It’s no secret that our culture is all about telling us to do what feels good. I think many people who do not share my faith would raise an eyebrow at me, wondering what other way there is to make decisions. Go with your gut. Trust your heart, not your head. Do whatever makes you happy. If it feels right, do it. These are all phrases commonly heard in our culture, and I cringe when I hear them, because they are leading an entire culture astray.
Let’s just call it what it is. Making our decisions based on what “feels good” is selfish. Brass tax. And while I can argue that being selfish is not good for a society as a whole, I can more confidently declare that God tells us to be selfless (Philippians 2:3-4). So, really what we should be asking ourselves is not what feels good, but what is right .
Several years ago, my dad, who I respect more than almost any other person on this earth, was wrongly accused of a non-violent, federal crime. There was an FBI investigation and a whole lot of ugliness that went on for many years, and did a lot of damage to my family. My uncle, who was actually guilty of the crime my dad was being accused of, refused to go on the record about my dad’s innocence. Passing or sharing blame felt best to him. When the investigation finally reached a head, the government came to my dad with a deal: admit your guilt, and we’ll only send you to prison for a few months. The unspoken part of the deal was that if he maintained that he was innocent, he would almost certainly lose in court, and face a whole lot of years in prison instead. The government, with unlimited resources, is powerful against one man with almost no resources and a court-appointed attorney.
We gathered together as a family and my dad looked us all directly in the eyes and said, while the decision was very hard, he knew what was right. Lying would get him a slap on the wrist instead of a devastating beating (so to speak), but lying was not right. We all agreed with him. He was innocent, so he should not lie and say he was guilty. No matter what the consequence, he should do what was right, and he had our support. And we went into an eight-week trial.
Fast forward to the actual trial. There was a woman who was called to witness by the government (the prosecution). She said something, under oath, that I happened to know was an all-out lie, and it made my dad look really bad. I don’t know what kind of pressure she was under, or how she was persuaded to slander my dad, but had there not been a bunch of police in that courtroom ready to haul off anyone who got out of line, I would have marched right up to her myself and given her a firm slap across the face, in addition to a loud piece of my mind. I felt vengeful. I wanted her to pay.

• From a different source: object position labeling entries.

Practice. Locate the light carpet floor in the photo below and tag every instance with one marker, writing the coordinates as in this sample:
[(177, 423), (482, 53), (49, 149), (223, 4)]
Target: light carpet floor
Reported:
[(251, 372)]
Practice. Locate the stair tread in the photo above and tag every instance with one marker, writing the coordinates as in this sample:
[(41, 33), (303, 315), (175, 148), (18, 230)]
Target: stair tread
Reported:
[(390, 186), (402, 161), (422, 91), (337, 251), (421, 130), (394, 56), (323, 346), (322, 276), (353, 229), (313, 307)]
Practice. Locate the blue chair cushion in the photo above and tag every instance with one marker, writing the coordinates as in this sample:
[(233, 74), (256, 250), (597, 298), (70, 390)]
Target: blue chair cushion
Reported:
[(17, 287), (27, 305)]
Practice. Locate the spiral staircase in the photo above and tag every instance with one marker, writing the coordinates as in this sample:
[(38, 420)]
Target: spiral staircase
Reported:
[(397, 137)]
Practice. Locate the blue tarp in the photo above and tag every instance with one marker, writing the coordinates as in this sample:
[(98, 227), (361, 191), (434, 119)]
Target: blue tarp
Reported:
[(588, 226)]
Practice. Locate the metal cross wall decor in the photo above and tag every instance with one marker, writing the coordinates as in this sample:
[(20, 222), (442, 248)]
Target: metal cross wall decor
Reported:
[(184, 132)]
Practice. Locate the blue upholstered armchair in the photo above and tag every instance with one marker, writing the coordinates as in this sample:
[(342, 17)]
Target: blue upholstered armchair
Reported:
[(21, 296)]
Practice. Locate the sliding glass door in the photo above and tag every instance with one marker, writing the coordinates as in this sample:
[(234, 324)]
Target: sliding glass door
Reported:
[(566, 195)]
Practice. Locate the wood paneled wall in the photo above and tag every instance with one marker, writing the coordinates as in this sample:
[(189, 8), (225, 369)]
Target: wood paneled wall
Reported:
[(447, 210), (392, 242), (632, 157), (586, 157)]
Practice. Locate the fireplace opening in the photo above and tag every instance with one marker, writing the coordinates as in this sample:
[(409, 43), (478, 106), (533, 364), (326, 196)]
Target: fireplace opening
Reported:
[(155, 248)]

We adjourned for the day, and our group (we had about thirty people there to support our family on a daily basis) left the building together, solemnly offering their prayers and encouragements to us. Outside, I noticed my dad had fallen behind the group. I looked back and saw the woman who had lied about him on the witness stand, arms wrapped around herself, crying. My dad went to her, consoled her, and forgave her. He did what was right.
There are a lot of examples I could draw from that experience, but honestly, what better example to draw from than Jesus on the cross?
I guarantee that wasn’t what felt good to him. His emotions were telling him to plead with the Father to spare him. He was so distraught over it that he sweat blood. That was not a man who felt like dying on a cross. Instead, he said, “Not my will, but your will be done” (Matthew 26:39). He did what was right. To us that seems obvious, because the Bible tells us so. But I’m sure there were a great many people in Jesus’s day who thought he was crazy. Why did he have to say he was the Son of God if it was going to get him killed? Why didn’t he run and hide when the soldiers came to arrest him? Why didn’t he just show everyone his power by making himself disappear, or something? Jesus knew that the hardest decision, the one that would cost him great pain and suffering, and ultimately his life, would count for all eternity and for all mankind, was not what would make him feel good. But, it was the right one.